Días grises
El brilloso tintineo sobre las chapas de zinc me recuerdan a aquellas tardes de niños con mis hermanos, cuando las palanganas y baldes recibían en una hermosa danza acuática las gotas que se escurrían entre los hoyos del techo.
Se nos iban los ojos a través de los vidrios llorosos para ver caer aquellas lágrimas plateadas que trazaban líneas azarosas directo al barro del patio.
Era para nuestros ojos nuevos una gran obra en el teatrillo de la ventana de la pieza.
El croar de las ranas festejando con adoración la llegada del elixir de la vida que caía sin tregua, agregaba tonos graves al son musical de aquella gloriosa orquesta.
Las tardes se estiraban como chicles. Sin pelota, sin carreras, sin barriletes, los juegos eran quietos, sosegados como la calma que imponía aquel ritmo acurrucador.
Tirados en el piso de cemento, bordeados por las palanganas, improvisabamos partidos con figuritas del mundial ’78, algo ajadas por el manoseo pero no por eso menos hábiles para el dribling o el tiro certero al arco imaginario. En eso estabamos horas, partido tras partido, tirados en la frescura húmeda del piso.
A mediaterde, un exquisito aroma conocido se esparcía por las piezas. Las tortas fritas de mamá eran infaltables cuando el cielo caía en millones de pequeñas escamas perladas. Ese perfume era capaz de despertar hasta a los muertos.

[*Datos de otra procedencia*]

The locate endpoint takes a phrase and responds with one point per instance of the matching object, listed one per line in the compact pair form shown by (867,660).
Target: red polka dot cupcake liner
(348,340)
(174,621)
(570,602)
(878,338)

Así transcurrían las tardes…, varias tardes.
El agua ya se había tragado a los yuyos más cortos. Los charcos del patio de a poco se convirtieron en pequeños lagos, donde sólo jugaban los sapos y nadaban las ranas.
Al poco tiempo aquellos pequeños lagos, alimentados por la incesante cortina diamantada se transformaron en una gran corriente que se fué uniendo al río lindante al pueblo mientras iba subiendo por las callecitas hacia el centro del pueblo.
En menos de lo que logramos agarrar alguna ropa, la correntada desbocada del río entraba sin permiso a la cocina, esquivando los ladrillos sueltos que había puesto papá bajo el dintel de la puerta, improvisando una precaria represa. Luego llegaría rauda a las piezas anegando toda la casa.
Las figuritas del mundial ́78, levantadas del piso por el agua, nadaban a brazo partido a favor de la corriente y se perdían en el tumultuoso torrente.
A los pocos metros de nuestra casa, empapados hasta las orejas, temblando como hojas secas ante una suave brisa otoñal, una canoa de algún vecino nos recogía y nos depositaba sobre un piso seco.
En esa tarde fatídica descubrimos que aquello tan placentero y acongojador en esos días grises distintos a los demás, se había transformado en un miedo oscuro, sin límites.
De allí en más, cuando se preparaban los nubarrones para derramar su carga traicionera sobre aquella nuestra humilde casa, lo primero que hacíamos era calzarnos las botas para agua y emponcharnos de pies a cabeza.., y así subirnos a las camas desvencijadas por la inundación.
Y esperar, sólo esperar a que pasara.
Fetichismo
La bala sale del cañón del revolver sudando la sangre que presiente.
Recorre la humareda que será su breve preludio y su efímero pasado.
Solo se nace una vez.
La vertiginosa y traumática salida del cálido reparo maternal hacia el mundo, es casi un augurio.
La bala corta el aire fresco, sube su temperatura.
Como madurando de golpe, deja caer el cartucho que acunó parte de su esencia vital, que le dió esa potencia de saeta.
Al instante se ve su reluciente desprotección.
Estira su masculino glande ávido de carne tierna.
La intemperie es y será su existencia. Para ese lapso de tiempo fué creada. Ese es su recorrido útil.
El sentido que pensó el tirador.
La bala baila en el espacio recorrido, el que le queda antes del impacto.
Imperceptible, invisible a los ojos de las multitudes danza en su ritual a San la Muerte.
La bala golpea dulcemente la carne virgen esperada y deseada. Se abre paso en su interior. Busca su arrullo. Se aloja.
El destino es su historia irrefutable. Es el viaje y las circunstancias. La estación terminal.
La bala mata y muere en su gloria.
El cuerpo inerte y el tirador, son nada.
Jorge Eduardo Izquierdo
Nombrado y apellidado Jorge Eduardo Izquierdo, e inevitablemente apodado “el zurdo”, nacido en San Ramón, con una hermosa infancia en Fray Marcos, un pueblito casi desconocido de la República Oriental del Uruguay. A los 12 años “exiliado político” traído a la gran ciudad de Rosario donde recorrió caminos artísticos diversos: artes visuales, percusión y mucho tiempo de escrituras escondidas.